When dinner was finished it really was too late to be going to church to work and there was still about an hour left of the movie. So I decided to stick around and go do windows tonight. The movie got done and we talked for a while, texting one of C’s friends from college. About 10 o’clock, I left to go on my run, my brother J having shown up and restarted the movie.
I ran 6 miles in 41 minutes and change. The first three miles were faster and I kinda dropped off in the middle, around 27th and Cornhusker. I thought about writing a screenplay or organizing a fun run, where the proceeds would go to a project at church or the Peoples City Mission or something along those lines. As the run drew on, I began to picture the time on the stove back at home reading 11:38, forty minutes after I had left. I wanted to see it and pushed myself for speed.
This morning, I went out to bike to work to find its rear tire completely flat. It wasn’t what I’d hoped for, but J had been driving to work for weeks so I hitched a ride with him. I had made a lunch and brought my backpack full of my bible and my book. I read my bible for the ten minutes before I had to clock in and set my mind on being Godly throughout my workday.

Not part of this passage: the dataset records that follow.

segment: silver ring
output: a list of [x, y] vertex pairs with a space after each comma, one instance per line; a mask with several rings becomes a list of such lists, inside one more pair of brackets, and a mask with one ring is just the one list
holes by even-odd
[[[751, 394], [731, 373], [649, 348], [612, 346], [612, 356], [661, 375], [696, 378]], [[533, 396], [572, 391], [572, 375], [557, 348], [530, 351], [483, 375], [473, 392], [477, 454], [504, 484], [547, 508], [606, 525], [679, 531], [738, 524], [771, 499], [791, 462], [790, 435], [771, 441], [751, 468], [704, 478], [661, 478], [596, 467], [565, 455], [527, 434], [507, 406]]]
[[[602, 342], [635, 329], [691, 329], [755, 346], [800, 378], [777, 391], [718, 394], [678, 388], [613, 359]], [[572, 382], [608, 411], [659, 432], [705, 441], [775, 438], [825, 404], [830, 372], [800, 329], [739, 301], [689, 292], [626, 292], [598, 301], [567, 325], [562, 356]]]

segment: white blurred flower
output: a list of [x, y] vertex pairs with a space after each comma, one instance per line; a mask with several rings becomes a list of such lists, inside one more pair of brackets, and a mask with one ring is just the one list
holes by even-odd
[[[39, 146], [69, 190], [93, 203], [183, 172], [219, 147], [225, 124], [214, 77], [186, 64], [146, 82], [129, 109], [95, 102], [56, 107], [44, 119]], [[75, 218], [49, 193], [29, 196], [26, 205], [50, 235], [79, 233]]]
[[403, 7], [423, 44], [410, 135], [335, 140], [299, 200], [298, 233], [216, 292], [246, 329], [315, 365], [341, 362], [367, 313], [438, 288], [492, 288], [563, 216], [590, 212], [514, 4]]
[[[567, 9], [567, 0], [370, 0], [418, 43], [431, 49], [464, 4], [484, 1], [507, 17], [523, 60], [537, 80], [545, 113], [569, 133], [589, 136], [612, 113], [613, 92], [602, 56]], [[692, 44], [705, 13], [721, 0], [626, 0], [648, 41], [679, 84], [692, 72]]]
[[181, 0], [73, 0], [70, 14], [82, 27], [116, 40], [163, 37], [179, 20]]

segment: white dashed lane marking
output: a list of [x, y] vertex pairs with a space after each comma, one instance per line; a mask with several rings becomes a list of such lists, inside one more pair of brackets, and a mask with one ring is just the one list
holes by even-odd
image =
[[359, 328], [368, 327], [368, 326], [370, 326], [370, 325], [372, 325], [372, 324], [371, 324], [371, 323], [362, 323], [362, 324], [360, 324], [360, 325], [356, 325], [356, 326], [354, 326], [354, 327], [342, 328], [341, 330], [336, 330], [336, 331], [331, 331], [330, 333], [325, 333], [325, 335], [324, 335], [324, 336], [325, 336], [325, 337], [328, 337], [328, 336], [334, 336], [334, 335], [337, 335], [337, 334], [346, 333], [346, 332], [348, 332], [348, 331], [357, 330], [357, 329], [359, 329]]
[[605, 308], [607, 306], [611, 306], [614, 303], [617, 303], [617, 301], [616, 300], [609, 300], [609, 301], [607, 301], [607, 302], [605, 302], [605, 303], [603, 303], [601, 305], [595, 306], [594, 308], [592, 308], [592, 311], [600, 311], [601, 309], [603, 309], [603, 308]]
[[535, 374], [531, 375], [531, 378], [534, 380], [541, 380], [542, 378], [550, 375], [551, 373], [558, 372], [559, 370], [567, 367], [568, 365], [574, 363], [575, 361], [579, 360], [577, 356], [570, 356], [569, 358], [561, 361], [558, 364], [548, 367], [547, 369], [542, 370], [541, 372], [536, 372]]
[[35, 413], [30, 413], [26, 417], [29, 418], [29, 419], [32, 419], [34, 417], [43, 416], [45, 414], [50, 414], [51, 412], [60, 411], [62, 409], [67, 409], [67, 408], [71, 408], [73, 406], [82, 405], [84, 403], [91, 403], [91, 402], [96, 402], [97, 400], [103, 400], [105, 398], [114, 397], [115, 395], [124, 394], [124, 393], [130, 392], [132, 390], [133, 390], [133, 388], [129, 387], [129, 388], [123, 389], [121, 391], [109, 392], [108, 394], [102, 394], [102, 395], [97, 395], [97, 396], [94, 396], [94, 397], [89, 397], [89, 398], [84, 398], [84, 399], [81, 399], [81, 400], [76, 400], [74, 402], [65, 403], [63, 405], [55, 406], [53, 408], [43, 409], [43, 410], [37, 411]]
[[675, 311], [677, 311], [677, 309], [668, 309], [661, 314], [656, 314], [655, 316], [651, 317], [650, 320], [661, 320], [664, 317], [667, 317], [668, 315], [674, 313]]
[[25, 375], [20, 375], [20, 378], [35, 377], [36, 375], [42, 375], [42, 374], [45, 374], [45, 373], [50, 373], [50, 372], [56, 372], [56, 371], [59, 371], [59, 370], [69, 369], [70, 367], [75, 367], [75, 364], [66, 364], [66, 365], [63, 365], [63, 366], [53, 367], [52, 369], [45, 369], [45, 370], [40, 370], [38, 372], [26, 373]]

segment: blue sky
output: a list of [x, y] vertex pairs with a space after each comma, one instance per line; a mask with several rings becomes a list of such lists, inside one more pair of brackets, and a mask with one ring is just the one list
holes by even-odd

An hour into work, I receive a text from C and instead of painting baseboards, I labor through a series of messages. It is good and has highlighted an otherwise monotonous day of scraping old paint off doorjams and repainting them. I write an outline of what happens next in my story during lunch and get back to work.
Now, my feet and legs hurt from running and standing to paint the 9ft tall doors but I will nevertheless go to church this evening to caulk the windows, not because I should, but because God has iven me the ability and knowledge to do that and serving Him in that way is what I’m called to.
At some point, I’ll finish my dialogue on maturity, but what’s left is only deductions that I’ve made in looking at the foundations of maturity I discussed in part 1. A site will go up as soon as I can figure it out with my book for some of you to read through. And a screenplay is not an unheard of thing for the future.
JA Menter
“Greatness is determined not by what power one wields but by what power one choses not to wield.”